El tiempo pasó, los niños arqueólogos crecimos, y los intereses de estos años maravillosos fueron reemplazados por aquellos propios de la juventud y la temprana adultez. Sobre los terrenos que daban a la playa se construyeron hermosas casas con vista al mar y con piscinas de bordes infinitos; la quebrada entre Capaes y Ballenita fue rellenada; la casa de madera junto al cauce del arroyo, que no se doblegaba ante el paso del tiempo, fue demolida para dar lugar a un jardín que se extendió, extra linderos, sobre la colinita de arena endurecida donde nos creíamos arqueólogos, dejando nuestros recuerdos, y probablemente, una cantidad importante de piezas arqueológicas, enterrados debajo de plantas decorativas y toneladas de hormigón. Como el jardín fue extendido, además, sobre lo que los nuevos dueños del terreno deben haber asumido era tan solo un estero que se llena en tiempos de aguaje, pero que todos los que vivíamos en la zona en los ochenta sabemos que se trata en realidad del cauce seco de un río estacional, no me queda duda de que, cuando regrese El Niño, la naturaleza reclamará con furia lo que es suyo y permitirá a niños de futuras generaciones sentir la emoción y la pasión de jugar a ser arqueólogos.
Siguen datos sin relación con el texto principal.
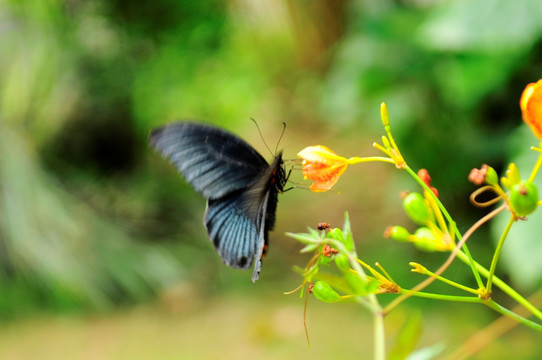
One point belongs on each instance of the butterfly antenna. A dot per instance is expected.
(261, 136)
(281, 134)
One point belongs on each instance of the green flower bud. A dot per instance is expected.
(398, 233)
(324, 292)
(325, 260)
(358, 286)
(416, 208)
(524, 198)
(342, 262)
(425, 239)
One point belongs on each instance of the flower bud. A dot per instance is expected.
(425, 239)
(398, 233)
(486, 174)
(342, 262)
(416, 208)
(358, 286)
(512, 176)
(524, 198)
(324, 292)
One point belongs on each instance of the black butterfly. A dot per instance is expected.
(240, 186)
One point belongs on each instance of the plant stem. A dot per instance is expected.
(451, 283)
(536, 167)
(455, 252)
(505, 287)
(373, 304)
(451, 222)
(359, 160)
(497, 254)
(469, 299)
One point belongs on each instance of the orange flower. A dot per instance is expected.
(322, 166)
(531, 107)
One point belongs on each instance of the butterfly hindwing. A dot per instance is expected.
(212, 160)
(238, 224)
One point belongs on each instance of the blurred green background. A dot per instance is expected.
(102, 250)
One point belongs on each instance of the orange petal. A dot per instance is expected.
(531, 107)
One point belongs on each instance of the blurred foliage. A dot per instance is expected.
(90, 217)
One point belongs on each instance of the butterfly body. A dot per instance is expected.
(240, 186)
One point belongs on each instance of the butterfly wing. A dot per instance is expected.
(240, 186)
(215, 162)
(238, 224)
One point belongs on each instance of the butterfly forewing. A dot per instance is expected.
(240, 187)
(212, 160)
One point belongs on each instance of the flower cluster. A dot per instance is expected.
(531, 107)
(522, 198)
(433, 234)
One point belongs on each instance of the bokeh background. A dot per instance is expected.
(102, 250)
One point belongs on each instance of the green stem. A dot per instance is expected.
(500, 309)
(469, 299)
(451, 222)
(374, 305)
(504, 287)
(359, 160)
(497, 254)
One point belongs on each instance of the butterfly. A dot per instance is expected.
(241, 188)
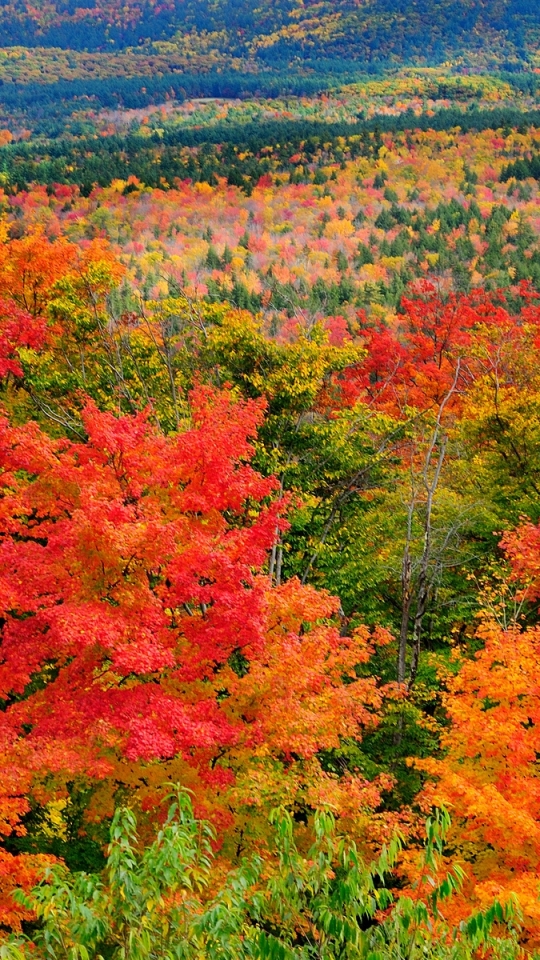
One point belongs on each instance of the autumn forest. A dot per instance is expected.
(270, 480)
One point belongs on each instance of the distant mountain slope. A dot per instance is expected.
(283, 30)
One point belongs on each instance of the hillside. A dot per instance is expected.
(371, 32)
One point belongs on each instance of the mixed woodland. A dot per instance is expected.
(270, 482)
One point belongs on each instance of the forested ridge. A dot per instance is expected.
(269, 481)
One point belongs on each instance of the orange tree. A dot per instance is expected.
(142, 639)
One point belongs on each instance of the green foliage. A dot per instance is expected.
(154, 903)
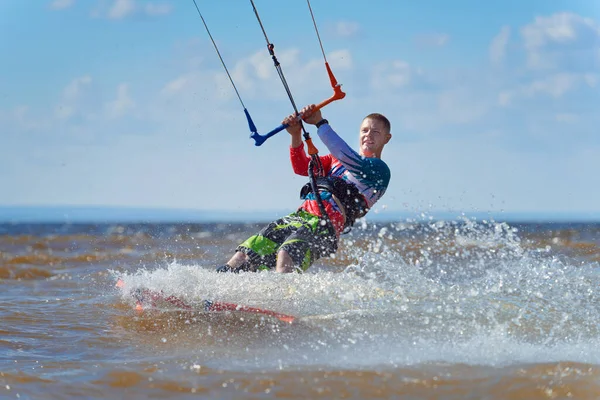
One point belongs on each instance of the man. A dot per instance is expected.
(352, 184)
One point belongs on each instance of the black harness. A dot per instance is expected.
(354, 203)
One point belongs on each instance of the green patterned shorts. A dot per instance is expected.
(301, 234)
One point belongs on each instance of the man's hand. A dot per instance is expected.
(311, 115)
(293, 123)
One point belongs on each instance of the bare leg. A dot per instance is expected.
(285, 264)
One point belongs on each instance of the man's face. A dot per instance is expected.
(373, 136)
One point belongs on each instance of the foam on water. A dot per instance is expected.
(460, 292)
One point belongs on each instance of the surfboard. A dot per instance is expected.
(151, 299)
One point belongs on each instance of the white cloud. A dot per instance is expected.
(157, 9)
(70, 96)
(347, 29)
(567, 117)
(61, 4)
(498, 47)
(75, 87)
(561, 39)
(121, 8)
(555, 86)
(121, 104)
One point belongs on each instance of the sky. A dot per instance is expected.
(493, 105)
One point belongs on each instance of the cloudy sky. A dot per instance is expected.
(494, 105)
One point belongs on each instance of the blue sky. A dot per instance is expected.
(494, 105)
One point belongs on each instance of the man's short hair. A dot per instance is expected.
(381, 118)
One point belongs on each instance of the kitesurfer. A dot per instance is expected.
(352, 183)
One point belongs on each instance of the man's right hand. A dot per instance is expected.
(293, 123)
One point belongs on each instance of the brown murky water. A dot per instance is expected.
(420, 310)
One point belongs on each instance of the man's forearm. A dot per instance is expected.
(296, 140)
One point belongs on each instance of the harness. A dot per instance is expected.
(353, 203)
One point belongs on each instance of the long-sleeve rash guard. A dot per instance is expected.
(370, 175)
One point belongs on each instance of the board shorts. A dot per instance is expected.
(303, 235)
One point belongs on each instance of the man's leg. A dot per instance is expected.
(238, 259)
(285, 264)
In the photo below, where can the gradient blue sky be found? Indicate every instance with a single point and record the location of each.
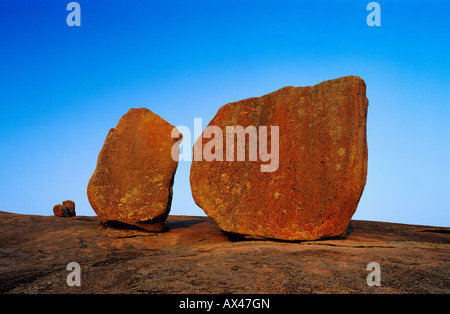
(62, 88)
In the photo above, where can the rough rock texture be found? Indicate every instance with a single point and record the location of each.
(70, 205)
(60, 211)
(193, 256)
(135, 171)
(322, 164)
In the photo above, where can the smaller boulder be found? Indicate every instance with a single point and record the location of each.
(70, 205)
(60, 211)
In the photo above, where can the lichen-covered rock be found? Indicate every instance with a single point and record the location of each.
(133, 181)
(321, 171)
(60, 211)
(70, 205)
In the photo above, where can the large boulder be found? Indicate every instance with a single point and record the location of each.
(133, 181)
(311, 188)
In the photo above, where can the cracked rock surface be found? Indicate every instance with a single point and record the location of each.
(192, 255)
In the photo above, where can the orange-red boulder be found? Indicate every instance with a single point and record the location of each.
(132, 183)
(70, 205)
(60, 211)
(321, 172)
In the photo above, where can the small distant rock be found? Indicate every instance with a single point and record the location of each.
(67, 209)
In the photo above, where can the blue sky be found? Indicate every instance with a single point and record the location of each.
(62, 88)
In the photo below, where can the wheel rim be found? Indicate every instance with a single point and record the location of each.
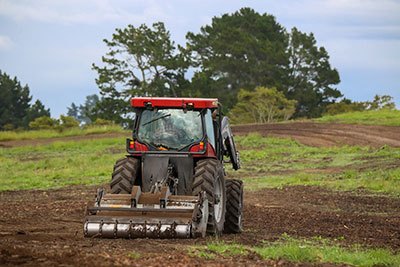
(218, 201)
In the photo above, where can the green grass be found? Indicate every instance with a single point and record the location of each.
(314, 250)
(277, 162)
(41, 134)
(372, 117)
(267, 162)
(59, 164)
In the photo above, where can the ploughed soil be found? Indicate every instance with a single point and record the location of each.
(327, 134)
(45, 227)
(308, 133)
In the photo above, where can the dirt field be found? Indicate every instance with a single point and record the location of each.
(45, 227)
(323, 134)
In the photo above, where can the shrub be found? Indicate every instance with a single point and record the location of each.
(43, 122)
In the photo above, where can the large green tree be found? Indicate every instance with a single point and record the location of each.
(140, 61)
(310, 78)
(263, 105)
(15, 108)
(14, 102)
(240, 50)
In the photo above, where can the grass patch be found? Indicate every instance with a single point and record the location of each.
(278, 162)
(42, 134)
(371, 117)
(59, 164)
(323, 251)
(314, 250)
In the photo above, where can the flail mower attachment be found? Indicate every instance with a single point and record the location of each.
(147, 215)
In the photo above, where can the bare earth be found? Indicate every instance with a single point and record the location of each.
(45, 227)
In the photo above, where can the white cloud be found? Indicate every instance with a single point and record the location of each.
(5, 42)
(87, 12)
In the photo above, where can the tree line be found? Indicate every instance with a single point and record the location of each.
(259, 70)
(244, 50)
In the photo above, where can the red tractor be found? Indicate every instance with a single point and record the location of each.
(172, 182)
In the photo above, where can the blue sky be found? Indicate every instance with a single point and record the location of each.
(50, 45)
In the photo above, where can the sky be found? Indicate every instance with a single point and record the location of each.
(51, 44)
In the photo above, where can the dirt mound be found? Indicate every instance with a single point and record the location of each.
(323, 134)
(44, 141)
(308, 133)
(45, 227)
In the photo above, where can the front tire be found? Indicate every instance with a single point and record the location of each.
(124, 175)
(209, 177)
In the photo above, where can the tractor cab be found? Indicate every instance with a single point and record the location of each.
(181, 125)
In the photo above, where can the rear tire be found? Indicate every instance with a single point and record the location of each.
(209, 177)
(234, 206)
(124, 175)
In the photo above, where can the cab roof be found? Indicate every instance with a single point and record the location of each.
(172, 102)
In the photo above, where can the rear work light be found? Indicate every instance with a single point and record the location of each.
(197, 147)
(132, 144)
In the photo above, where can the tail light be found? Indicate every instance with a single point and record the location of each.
(197, 147)
(133, 146)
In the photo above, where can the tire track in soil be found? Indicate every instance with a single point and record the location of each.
(45, 227)
(323, 134)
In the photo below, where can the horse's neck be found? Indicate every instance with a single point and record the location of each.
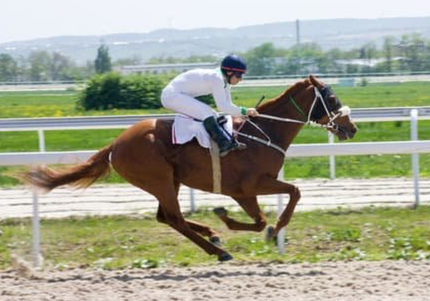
(283, 133)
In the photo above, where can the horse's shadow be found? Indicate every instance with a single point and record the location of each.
(168, 275)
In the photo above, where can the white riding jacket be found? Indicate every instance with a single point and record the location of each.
(200, 82)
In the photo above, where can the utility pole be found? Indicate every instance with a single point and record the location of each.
(299, 63)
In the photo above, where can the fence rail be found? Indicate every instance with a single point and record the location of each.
(99, 122)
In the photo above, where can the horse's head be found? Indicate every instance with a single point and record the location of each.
(328, 111)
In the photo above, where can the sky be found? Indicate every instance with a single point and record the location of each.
(31, 19)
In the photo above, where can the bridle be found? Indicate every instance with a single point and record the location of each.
(330, 125)
(343, 111)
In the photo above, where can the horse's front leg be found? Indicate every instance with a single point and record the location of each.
(273, 186)
(251, 207)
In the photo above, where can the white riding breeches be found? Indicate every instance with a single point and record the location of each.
(186, 105)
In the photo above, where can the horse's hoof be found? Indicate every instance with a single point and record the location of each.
(220, 211)
(225, 257)
(215, 240)
(270, 234)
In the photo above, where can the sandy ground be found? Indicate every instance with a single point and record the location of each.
(387, 280)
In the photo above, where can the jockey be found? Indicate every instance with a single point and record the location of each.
(179, 96)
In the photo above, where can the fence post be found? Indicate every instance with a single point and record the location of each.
(280, 239)
(35, 218)
(41, 135)
(192, 201)
(415, 157)
(332, 158)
A pesar de que ya no es posible encontrar el arbusto capaes en Capaes, ni tampoco a Capaes en Capaes, bien dicen que uno siempre vuelve a los lugares donde amó la vida, en ese fútil intento de encontrar aquello que se extravió de las cuentas del tiempo. En una de esas tantas vueltas, llevé a mi hija pequeña a jugar conmigo a buscar piezas de cerámica en la colina de arena endurecida en la que me gradué de arqueólogo pueril, pero ésta, cubierta ya por plantas ornamentales, solamente nos cedió un par de fragmentos comunes y corrientes, sin grabados, los cuales no tuvieron mejor uso que el de alegrar y asombrar a mi hija cuando, con la técnica de lanzamiento adecuada aprendida de mi padre, cual guijarros planos, saltaron siete veces sobre el inusualmente tranquilo mar de Capaes, bajo un atardecer de antología (Figura #6).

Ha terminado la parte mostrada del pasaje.